🤖 AI Summary
Standard Transformers model both global dependencies and local patterns within a single self-attention pathway, often leading to conflicts between long-range reasoning and fine-grained representation. To address this, this work proposes a dual-branch Transformer architecture that explicitly separates global and local modeling at each layer and introduces a bidirectional feature-wise linear modulation (FiLM) mechanism. In this mechanism, the two branches dynamically generate channel-wise scaling and shifting parameters for each other, enabling input-dependent, layer-specific, and channel-selective coordination. This lightweight channel calibration replaces computationally expensive token-level interactions.
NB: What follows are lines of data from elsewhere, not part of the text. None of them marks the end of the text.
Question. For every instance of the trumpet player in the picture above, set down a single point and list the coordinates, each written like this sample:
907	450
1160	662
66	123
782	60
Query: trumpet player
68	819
Experiments on TinyShakespeare and a WikiText-2 subset demonstrate that the proposed method significantly outperforms both single-branch and ablated dual-branch baselines under identical model width, with consistent gains verified across multiple random seeds.
📝 Abstract
Standard Transformers use a single self-attention pathway to model both global dependencies and local patterns, creating tension between long-range structural reasoning and fine-grained local representation learning. We propose a FiLM-coordinated dual-branch Transformer for language modeling, where each layer explicitly contains a global branch and a local branch, and feature-wise linear modulation (FiLM) is used for dynamic cross-branch coordination instead of simple concatenation or static addition. The key idea is that the two branches represent different dependency views of the same input, making channel-wise calibration more suitable than heavy token-level interaction. We therefore design a bidirectional FiLM module in which each branch generates per-channel scaling and shifting parameters to condition the other. Experiments on multiple small-scale language modeling settings show that the proposed structure consistently outperforms same-width single-branch baselines and weakened dual-branch variants under a fixed lightweight configuration. On TinyShakespeare and a 1M-character subset of WikiText-2, the full dual-branch FiLM model achieves the best results among same-width structural baselines. Multi-seed results support the stability of the gains, while mechanistic analyses show that FiLM learns input-dependent, layer-dependent, and channel-selective modulation patterns rather than static scaling. Parameter-matched widened single-branch baselines also indicate that the current design still leaves room for improvement in parameter efficiency.